The “Lion of the Senate” and Massachusetts’ favorite son is no more…

It’s a sad day in Massachusetts, the Senate, the country, and around much of the world. One of my greatest heroes is gone, and I am feeling the loss as I remember one who improved the lives of so many millions.

I’m in the process of writing a blog about Ted Kennedy, but it won’t be posted until tomorrow. Until then, I wanted to share one written by Judy Norsigian, executive director of Our Bodies, Ourselves, and a PRIM&R Board member. Judy posted this blog on her organization’s website and I wanted to share it with you. Onward in hope…

Joan Rachlin, JD, MPH
PRIM&R Executive Director

(Originally posted by Judy Norsigian, executive director of Our Bodies, Ourselves and PRIM&R Board Member, on Our Bodies, Our Blog)

Remembering Senator Kennedy’s Work on Behalf of All

It is with heavy heart that so many of us receive the news of Sen. Ted Kennedy’s death. Although I have been anticipating this moment for weeks now, the reality is still such a shock.

I know that for so many women’s health activists, Kennedy’s passing will only strengthen our resolve to continue his valiant fight for meaningful health care reform. I have started writing letters to several more liberal Republicans, beseeching them to honor his memory by breaking ranks with the Republican Party and its current efforts to eliminate the public health insurance option from any bill coming out of Congress.

As a tribute to this tireless advocate for the millions who had no political power, each of us can think of one gesture we can carry out in the coming weeks.

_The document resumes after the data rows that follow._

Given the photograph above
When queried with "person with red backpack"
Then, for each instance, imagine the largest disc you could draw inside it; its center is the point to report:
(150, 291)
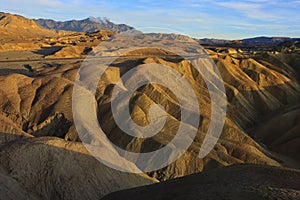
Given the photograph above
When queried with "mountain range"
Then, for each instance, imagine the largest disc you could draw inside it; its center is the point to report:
(90, 24)
(43, 157)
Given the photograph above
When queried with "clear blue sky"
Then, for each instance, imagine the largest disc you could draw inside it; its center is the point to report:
(202, 18)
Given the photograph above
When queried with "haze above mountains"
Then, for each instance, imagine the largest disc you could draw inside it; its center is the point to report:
(92, 24)
(42, 157)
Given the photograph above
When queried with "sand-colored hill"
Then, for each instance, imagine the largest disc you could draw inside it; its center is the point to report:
(281, 132)
(36, 85)
(18, 28)
(40, 105)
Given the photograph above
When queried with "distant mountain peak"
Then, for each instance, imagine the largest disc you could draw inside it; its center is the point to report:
(90, 24)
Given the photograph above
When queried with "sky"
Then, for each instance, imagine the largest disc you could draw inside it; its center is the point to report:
(223, 19)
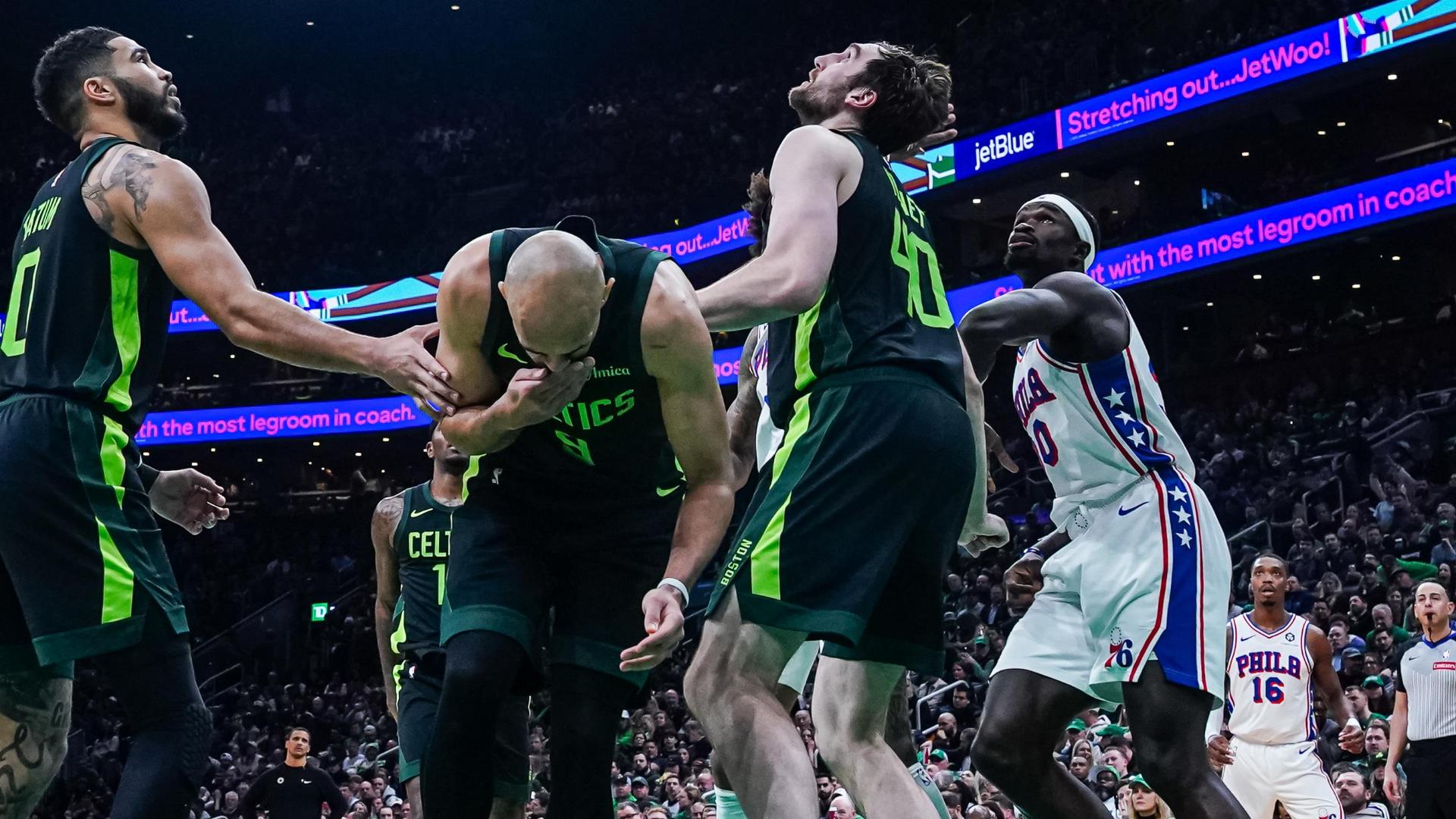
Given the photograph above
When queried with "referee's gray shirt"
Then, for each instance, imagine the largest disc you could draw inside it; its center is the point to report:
(1429, 681)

In 2002, I testified before the Senate HELP Committee on the topic of somatic cell nuclear transfer (which involves creating cloned human embryos to serve as a source of embryonic stem cells for scientific research; it poses health risks for women who provide eggs for such research). Kennedy, who was co-chairing that particular HELP Committee hearing, was ever so gracious, even though I knew he did not agree with the position of Our Bodies Ourselves at that time.

And when my late husband, Irving Kenneth Zola, died in 1994, shortly after he was appointed to the National Council on Disability, Kennedy’s remarks at a special memorial service for Irv in Washington, D.C., brought tears to everyone’s eyes. His compassion, tenacity and commitment to the needs of all remain an inspiration to me both personally and professionally.

We will miss you terribly, Ted, and we will all fight even harder for the causes you championed for more decades than some of us have even been alive.